Şöyle bir cümle, bu bir CHP'li tarafından söylenmişti. CHP adayı olacak kişinin sadece kapasitesine bakılmaz, uluslararası aktörlerin kimi işaret ettiğine de bakılır. Bunu hangi CHP'li büyükşehir belediye başkanı söylemiştir? Bir yandan da ABD'deki otoritelerden muhalefeti destekleyeceğiz diye açıklama gelmişken. CHP köklü bir parti, genel başkanının bir gezisinin bile düşük profilli, etkisiz, bu kadar tartışma yaratması ayrı bir konudur. En masum yaklaşan muhalif kesim bile şunu diyor; Bu gezinin amacı neydi? NATO ülkesi olarak biz topraklarını koruma konusunda kararlığımızı sürdürdüğümüz gibi, bu faaliyetlerin Avrupa ve NATO'nun ortak güvenliğinin de merkezini teşkil ettiğini kimsenin unutmaması gerekiyor. Bu eleştiriyi getiren ülkelerin kendi güvenlikleri içinde sakıncalı bir yaklaşımdır. TBMM'de bu mücadeleler için tezkerelere hayır oyu veren partilerin terör konusunda ya ilkesiz ya bilgisiz şekilde davrandığı, Türkiye Cumhuriyeti'nin mücadele ettiği kesimlerden, odaklardan yana tutum ortaya konduğu çeşitli vesilelerle görüldü. Müttefiklerimizin çeşitli yayınladıkları rapor ve açıklamalarda çifte standart uygulaması maalesef çeşitli şekillerde devam ediyor. ABD 2019'dan bu yana ulusal Barış Pınar'ı harekatımıza dönük olarak bir takım haksız hukuksuz eleştiriler olduğunu görüyor.

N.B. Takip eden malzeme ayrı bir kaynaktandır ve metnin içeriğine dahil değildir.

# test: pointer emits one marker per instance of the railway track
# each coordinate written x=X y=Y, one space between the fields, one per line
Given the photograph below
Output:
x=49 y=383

ABD'den nasıl böyle bir rapor çıkıyor, bunun ayrıca değerlendirilmesi gerekir. Orada şunu söylüyor; Türkiye'nin PYD/YPG'ye yürüttüğü mücadelenin ABD'nin DEAŞ'a karşı gerçekleştirdiği mücadeleyi zayıflattığına yönelik. Burada herkes kendi ulusal güvenlik anlayışını çok dar, indirgemeci, müttefiklerini düşünmeden tanımlarsa ortaya çıkan tablo; bir NATO üyesinin bir başka NATO üyesinin terör örgütlerine yönelik mücadelesini desteklemeli. ABD'nin 17 Ekim 2019 tarihli taahhütlerine bağlı olması gerekir. Bir kere daha gördük ki Cumhurbaşkanımızın talimatıyla Barış Pınar Harekatı ve Fırat Kalkanı, sınırlarımızda bir terör örgütlerinin kurulmasını engellemiş. Bunların kurulmasını sağlamaya çalışan bir takım organizasyonları yok etmiştir. Sınırlarımızda herhangi bir tehdit gördüğümüzde bedeli ne olursa olsun, bunu yok etmeye ve cevabını vermeye kararlıyız. Bugüne kadar verdik, vermeye de devam edeceğiz" dedi.